2015
Cairn
Frédéric Tinguely, « Le navire immobile : mobilité d'un topos scientifique de Copernic à Casanova », Littératures classiques, ID : 10670/1.ebh896
Dans son De Revolutionibus orbium cœlestium, Copernic s’appuie sur un vers de Virgile pour comparer l’illusion cosmologique dont nous sommes quotidiennement victimes à celle d’un navigateur qui croirait le rivage en mouvement. Bien que l’analogie n’ait en aucune façon force de preuve, elle devient vite un lieu commun de la littérature copernicienne, que l’on retrouve chez Bruno, Képler ou Galilée, et même, selon un autre mode, dans l’autobiographie de Casanova.

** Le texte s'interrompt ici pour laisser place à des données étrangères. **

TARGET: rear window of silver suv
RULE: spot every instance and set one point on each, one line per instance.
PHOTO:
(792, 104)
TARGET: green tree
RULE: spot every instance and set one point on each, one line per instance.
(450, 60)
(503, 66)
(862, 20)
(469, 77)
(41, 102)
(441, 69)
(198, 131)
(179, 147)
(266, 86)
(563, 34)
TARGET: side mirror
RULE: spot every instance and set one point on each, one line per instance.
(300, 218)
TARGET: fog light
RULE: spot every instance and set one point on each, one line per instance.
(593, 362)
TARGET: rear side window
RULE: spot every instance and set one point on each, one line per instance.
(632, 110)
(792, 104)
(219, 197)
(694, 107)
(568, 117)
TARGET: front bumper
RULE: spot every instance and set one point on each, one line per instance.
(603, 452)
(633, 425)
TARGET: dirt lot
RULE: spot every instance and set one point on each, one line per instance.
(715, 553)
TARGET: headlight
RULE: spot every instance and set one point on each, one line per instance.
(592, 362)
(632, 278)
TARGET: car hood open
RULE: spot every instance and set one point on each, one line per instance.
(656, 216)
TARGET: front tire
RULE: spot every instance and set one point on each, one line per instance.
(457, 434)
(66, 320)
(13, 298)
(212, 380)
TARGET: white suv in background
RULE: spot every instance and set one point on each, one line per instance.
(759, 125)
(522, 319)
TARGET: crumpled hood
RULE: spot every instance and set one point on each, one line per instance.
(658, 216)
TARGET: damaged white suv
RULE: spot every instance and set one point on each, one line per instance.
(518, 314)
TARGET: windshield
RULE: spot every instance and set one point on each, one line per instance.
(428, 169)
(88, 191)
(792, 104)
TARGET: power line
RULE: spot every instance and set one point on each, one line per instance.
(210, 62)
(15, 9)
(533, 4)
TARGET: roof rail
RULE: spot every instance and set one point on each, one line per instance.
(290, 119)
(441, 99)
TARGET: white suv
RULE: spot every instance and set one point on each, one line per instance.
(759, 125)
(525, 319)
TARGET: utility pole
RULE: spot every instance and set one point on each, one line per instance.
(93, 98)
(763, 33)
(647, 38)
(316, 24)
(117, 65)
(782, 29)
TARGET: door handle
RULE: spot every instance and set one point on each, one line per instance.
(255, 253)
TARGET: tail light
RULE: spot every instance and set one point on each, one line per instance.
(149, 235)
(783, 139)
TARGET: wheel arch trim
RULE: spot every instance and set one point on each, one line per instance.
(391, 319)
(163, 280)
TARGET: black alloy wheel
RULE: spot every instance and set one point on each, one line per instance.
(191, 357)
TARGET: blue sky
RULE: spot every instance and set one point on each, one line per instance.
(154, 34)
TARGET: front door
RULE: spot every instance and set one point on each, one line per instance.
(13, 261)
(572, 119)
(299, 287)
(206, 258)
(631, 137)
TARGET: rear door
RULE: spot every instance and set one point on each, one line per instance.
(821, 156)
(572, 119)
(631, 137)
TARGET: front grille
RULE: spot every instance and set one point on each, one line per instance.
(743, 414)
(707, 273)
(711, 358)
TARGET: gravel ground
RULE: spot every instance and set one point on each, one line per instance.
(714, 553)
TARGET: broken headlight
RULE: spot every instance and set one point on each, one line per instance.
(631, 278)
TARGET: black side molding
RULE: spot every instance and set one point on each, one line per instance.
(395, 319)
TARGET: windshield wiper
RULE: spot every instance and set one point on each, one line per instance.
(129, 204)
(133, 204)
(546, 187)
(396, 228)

En examinant diverses manifestations de ce topos – dont l’origine remonte à la science grecque –, on s’aperçoit qu’il constitue un lieu privilégié de réélaboration stratégique, de reformulation créative en vertu d’une culture rhétorique commune à ce que nous appellerions aujourd’hui l’écriture scientifique et l’écriture littéraire. Mais l’analyse du topos révèle encore deux choses : d’abord, que l’hypallage présente dans le vers de Virgile livre en quelque sorte la structure rhétorique de l’intuition copernicienne ; ensuite, que son extrême plasticité, et donc la relativité de ses usages, prolonge à la perfection son contenu scientifique, qui se ramène à une leçon de relativité optique ou mécanique.